Tuesday, October 26, 2010

Nail polish is beautiful


Knowing that I am coming home in a month brings a lot of mixed emotions. I am anxious to move forward in my life because I feel as if this three months is small a sabbatical from “real life” – work, school, dating, callings, etc.  It’s strange to think that when I get back this experience will only be a few words or sentences on my resume, yet it is so much more than that.

I remember everyone telling me it would be hard. How do you put all of this into one word? Everyday am being stretched in so many directions - everyday I have to experience something I am afraid of, nervous about, feel anxiety over or impatient with. Everything is out of my comfort zone – from the smells to the food, the people, the culture, the language barrier, the public transportation, the workers, the children, the disabilities, the conditions of the hospital, church, the living situation…

Looking back, I hope that I have changed. I hope I have learned something. I hope I have grown.

I learn from the children everyday – sometimes I don’t even notice it. Today, we had a completely different floor. Greeted by a kind, toothless nurse, we were led to a room with 2 kids. The first little girl was absolutely beautiful. She was only three years old and would smile at the littlest thing. On the other bed, a giant round tent of blankets surrounded what I thought was child, but I couldn’t tell.

The nurse had told us there were two kids in the room, but I was a bit apprehensive as I had no idea who or what was behind the blankets in the second bed.
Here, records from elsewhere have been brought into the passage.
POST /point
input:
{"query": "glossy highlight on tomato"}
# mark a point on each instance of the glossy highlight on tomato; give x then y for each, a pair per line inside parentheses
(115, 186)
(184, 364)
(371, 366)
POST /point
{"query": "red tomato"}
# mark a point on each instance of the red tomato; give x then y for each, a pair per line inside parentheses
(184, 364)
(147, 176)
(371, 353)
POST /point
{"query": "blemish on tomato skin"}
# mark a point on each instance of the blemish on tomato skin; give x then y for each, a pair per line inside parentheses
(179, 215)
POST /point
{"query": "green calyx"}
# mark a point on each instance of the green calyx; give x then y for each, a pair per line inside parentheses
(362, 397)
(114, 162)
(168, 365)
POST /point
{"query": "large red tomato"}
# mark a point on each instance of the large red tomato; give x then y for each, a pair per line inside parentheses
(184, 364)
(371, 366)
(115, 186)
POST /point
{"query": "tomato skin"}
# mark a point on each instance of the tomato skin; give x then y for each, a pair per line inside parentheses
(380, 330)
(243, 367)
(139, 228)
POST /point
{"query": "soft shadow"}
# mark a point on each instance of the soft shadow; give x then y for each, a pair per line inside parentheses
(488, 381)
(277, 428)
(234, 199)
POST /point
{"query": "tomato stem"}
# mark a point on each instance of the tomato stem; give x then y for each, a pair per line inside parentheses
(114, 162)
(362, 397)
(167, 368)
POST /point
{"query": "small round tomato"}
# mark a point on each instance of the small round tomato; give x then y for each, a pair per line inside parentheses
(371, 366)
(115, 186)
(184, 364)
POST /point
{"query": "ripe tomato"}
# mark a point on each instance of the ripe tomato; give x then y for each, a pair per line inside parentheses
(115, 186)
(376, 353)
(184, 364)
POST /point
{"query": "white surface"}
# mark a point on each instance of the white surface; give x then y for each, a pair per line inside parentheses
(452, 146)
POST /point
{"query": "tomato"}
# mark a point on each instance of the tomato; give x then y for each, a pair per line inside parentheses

As we started playing with the little child Lenutsa, I saw a head peer over the blanket tent and smile at us.

Realizing that she wasn’t too old, I walked over to talk to her. As I approached her, I immediately was shocked to see that most of her upper body other than her neck and face covered in either acid burns or road rash, I couldn’t tell. She was covered in scabs, blisters, bumps and red skin. I couldn’t tell if I was shocked or nauseous.

I couldn’t talk to her a lot with my small Romanian vocabulary, but we were able to communicate a little bit. At first I couldn’t help but stare at her wounds. Then, it made me sick to look at. As I watched this girl, only ten years old, I couldn’t imagine how she must be feeling – lying there and having people look at her as if she is a spectacle. It made me realize that constantly having people stare at us because we are American and because we are foreign is nothing like what this poor girl has to experience. She was always smiling and so kind. She was excited just to have someone talk to her.

I went to my backpack and pulled out some pink nail polish and asked her if she wanted me to paint her nails. I know that if I was in that situation, sitting in a dirty hospital having a body covered in open wounds that would eventually turn to scars, anything to make me feel beautiful would help.

She completely lit up and smiled while I painted her nails. I felt like for a moment I was helping make someone’s day.